Train Corail : Ma Folle Masturbation Mutuelle avec un Inconnu

Le train corail ronronne sous la canicule d’après-midi. Vibrations sourdes dans les cuisses. Je suis Anonyme ici, loin de mon mari, de ma vie rangée. Quarantaine brune, cheveux courts, formes généreuses. Robe portefeuille légère, pas de soutif, slip dentelle. Liberté géographique qui chauffe déjà le ventre.
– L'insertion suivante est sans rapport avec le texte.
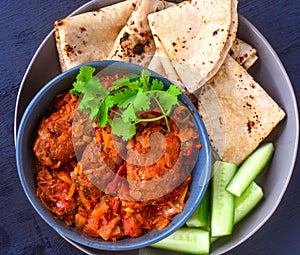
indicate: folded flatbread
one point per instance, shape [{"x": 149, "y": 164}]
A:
[
  {"x": 135, "y": 42},
  {"x": 237, "y": 112},
  {"x": 90, "y": 36},
  {"x": 202, "y": 40},
  {"x": 243, "y": 53}
]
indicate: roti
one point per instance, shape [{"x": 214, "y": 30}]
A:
[
  {"x": 243, "y": 53},
  {"x": 198, "y": 48},
  {"x": 237, "y": 112},
  {"x": 90, "y": 36},
  {"x": 135, "y": 42}
]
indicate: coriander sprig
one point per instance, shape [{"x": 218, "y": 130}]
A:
[{"x": 127, "y": 98}]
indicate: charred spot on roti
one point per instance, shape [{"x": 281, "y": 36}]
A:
[
  {"x": 124, "y": 37},
  {"x": 216, "y": 32},
  {"x": 59, "y": 22},
  {"x": 250, "y": 126},
  {"x": 139, "y": 49},
  {"x": 82, "y": 29},
  {"x": 69, "y": 49}
]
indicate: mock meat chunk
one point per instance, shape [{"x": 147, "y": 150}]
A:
[{"x": 54, "y": 145}]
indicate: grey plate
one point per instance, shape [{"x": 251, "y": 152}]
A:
[{"x": 268, "y": 71}]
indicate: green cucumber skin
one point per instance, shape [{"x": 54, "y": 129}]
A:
[
  {"x": 250, "y": 169},
  {"x": 186, "y": 240},
  {"x": 200, "y": 217},
  {"x": 245, "y": 204},
  {"x": 222, "y": 202}
]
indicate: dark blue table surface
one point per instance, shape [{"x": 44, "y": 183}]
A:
[{"x": 23, "y": 26}]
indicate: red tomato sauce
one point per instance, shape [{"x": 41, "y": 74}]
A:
[{"x": 68, "y": 187}]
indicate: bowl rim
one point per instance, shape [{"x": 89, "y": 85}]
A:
[{"x": 113, "y": 246}]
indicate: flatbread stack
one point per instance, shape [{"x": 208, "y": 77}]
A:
[
  {"x": 135, "y": 42},
  {"x": 194, "y": 45},
  {"x": 90, "y": 36},
  {"x": 243, "y": 53},
  {"x": 237, "y": 111},
  {"x": 196, "y": 49}
]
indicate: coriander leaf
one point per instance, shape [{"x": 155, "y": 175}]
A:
[
  {"x": 134, "y": 85},
  {"x": 173, "y": 90},
  {"x": 94, "y": 86},
  {"x": 142, "y": 102},
  {"x": 102, "y": 115},
  {"x": 166, "y": 101},
  {"x": 122, "y": 96},
  {"x": 157, "y": 85},
  {"x": 89, "y": 105},
  {"x": 83, "y": 77},
  {"x": 128, "y": 115},
  {"x": 144, "y": 79},
  {"x": 124, "y": 129},
  {"x": 119, "y": 83}
]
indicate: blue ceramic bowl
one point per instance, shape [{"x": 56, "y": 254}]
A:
[{"x": 25, "y": 161}]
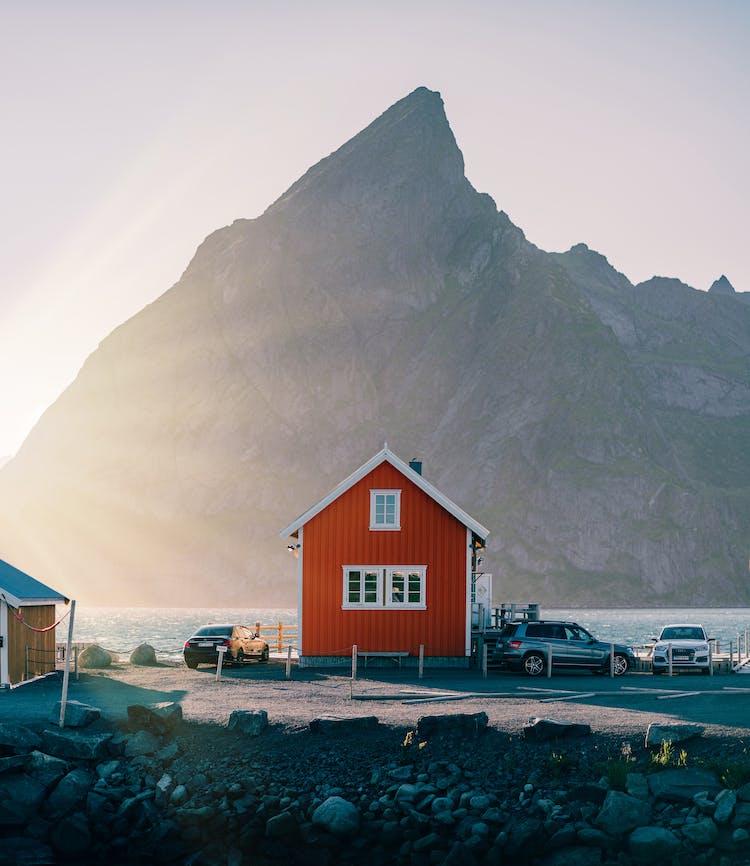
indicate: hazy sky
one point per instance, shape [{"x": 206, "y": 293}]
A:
[{"x": 131, "y": 129}]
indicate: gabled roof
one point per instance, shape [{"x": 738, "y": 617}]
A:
[
  {"x": 20, "y": 589},
  {"x": 387, "y": 456}
]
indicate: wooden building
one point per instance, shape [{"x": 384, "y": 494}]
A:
[
  {"x": 27, "y": 619},
  {"x": 385, "y": 562}
]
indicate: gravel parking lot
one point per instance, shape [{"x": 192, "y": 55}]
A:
[{"x": 623, "y": 706}]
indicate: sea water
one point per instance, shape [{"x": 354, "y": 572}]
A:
[{"x": 122, "y": 629}]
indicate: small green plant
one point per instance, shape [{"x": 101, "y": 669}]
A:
[
  {"x": 559, "y": 764},
  {"x": 408, "y": 745},
  {"x": 662, "y": 757}
]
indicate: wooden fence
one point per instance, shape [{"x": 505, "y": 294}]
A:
[{"x": 279, "y": 636}]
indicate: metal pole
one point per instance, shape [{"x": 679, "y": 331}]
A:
[
  {"x": 66, "y": 669},
  {"x": 220, "y": 661}
]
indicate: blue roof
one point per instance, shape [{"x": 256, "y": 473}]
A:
[{"x": 24, "y": 587}]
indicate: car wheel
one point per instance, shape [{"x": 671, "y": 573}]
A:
[
  {"x": 621, "y": 665},
  {"x": 534, "y": 664}
]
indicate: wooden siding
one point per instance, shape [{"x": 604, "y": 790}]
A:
[
  {"x": 42, "y": 644},
  {"x": 340, "y": 535}
]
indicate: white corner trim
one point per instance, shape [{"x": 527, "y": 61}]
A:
[
  {"x": 4, "y": 669},
  {"x": 468, "y": 592}
]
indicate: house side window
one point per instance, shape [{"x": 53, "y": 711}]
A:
[
  {"x": 385, "y": 509},
  {"x": 362, "y": 587},
  {"x": 384, "y": 587}
]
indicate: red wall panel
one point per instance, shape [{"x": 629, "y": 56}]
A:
[{"x": 340, "y": 535}]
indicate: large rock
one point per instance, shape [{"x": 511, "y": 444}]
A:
[
  {"x": 251, "y": 722},
  {"x": 622, "y": 813},
  {"x": 94, "y": 656},
  {"x": 69, "y": 794},
  {"x": 337, "y": 816},
  {"x": 545, "y": 730},
  {"x": 72, "y": 744},
  {"x": 452, "y": 724},
  {"x": 18, "y": 737},
  {"x": 342, "y": 724},
  {"x": 161, "y": 719},
  {"x": 659, "y": 734},
  {"x": 653, "y": 845},
  {"x": 680, "y": 786},
  {"x": 144, "y": 655}
]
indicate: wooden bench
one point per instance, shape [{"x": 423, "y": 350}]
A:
[{"x": 394, "y": 655}]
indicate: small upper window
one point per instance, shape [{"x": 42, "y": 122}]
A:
[{"x": 385, "y": 509}]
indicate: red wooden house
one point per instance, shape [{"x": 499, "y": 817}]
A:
[{"x": 385, "y": 563}]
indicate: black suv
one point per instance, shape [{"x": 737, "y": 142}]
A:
[
  {"x": 242, "y": 644},
  {"x": 526, "y": 645}
]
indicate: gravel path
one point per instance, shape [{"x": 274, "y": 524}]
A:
[{"x": 624, "y": 706}]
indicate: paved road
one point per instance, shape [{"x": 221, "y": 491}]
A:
[{"x": 623, "y": 705}]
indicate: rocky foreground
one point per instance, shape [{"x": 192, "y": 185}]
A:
[{"x": 452, "y": 791}]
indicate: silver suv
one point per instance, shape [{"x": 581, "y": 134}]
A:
[
  {"x": 688, "y": 644},
  {"x": 526, "y": 646}
]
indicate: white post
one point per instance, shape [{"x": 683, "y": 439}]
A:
[
  {"x": 66, "y": 669},
  {"x": 222, "y": 652}
]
Siège au fond du wagon. Passagers épars devant : vieux couple, jeunes, commères. Train vide, presque. Une heure de route, et l’arrêt d’une petite ville. Il monte. 30-35 ans, costard impeccable, gendre idéal. Sourit large, s’assoit face à moi. Gonflé, le mec, avec tant de places libres. Je boude intérieurement, magazine en rempart.

L’Approche

Mais ses yeux cherchent. Sa main effleure sa braguette. Petits va-et-vient. Bosse qui gonfle. Je mate à la dérobée. Joues en feu, chatte qui palpite. Chaleur étouffante, sueur sous la robe. Je ne change pas de place. Intriguée. Aimantée.

Je baisse le magazine. Il me fixe, main plus insistante. Décharge électrique entre les jambes. Clito qui enfle, lèvres humides. J’écarte les cuisses. Soulève le pan de robe. Main sous slip, index sur bouton durci. Il sourit. Je suis trempée.

Slip aux chevilles, fourré dans le sac. Poils bruns en triangle brésilien. Chatte poilue, lèvres gonflées, clito énorme, rouge. Pied sur siège, cuisses grandes ouvertes. Il murmure : « Magnifique… ce clito… tu m’excites. » Paume sur sa bosse dure.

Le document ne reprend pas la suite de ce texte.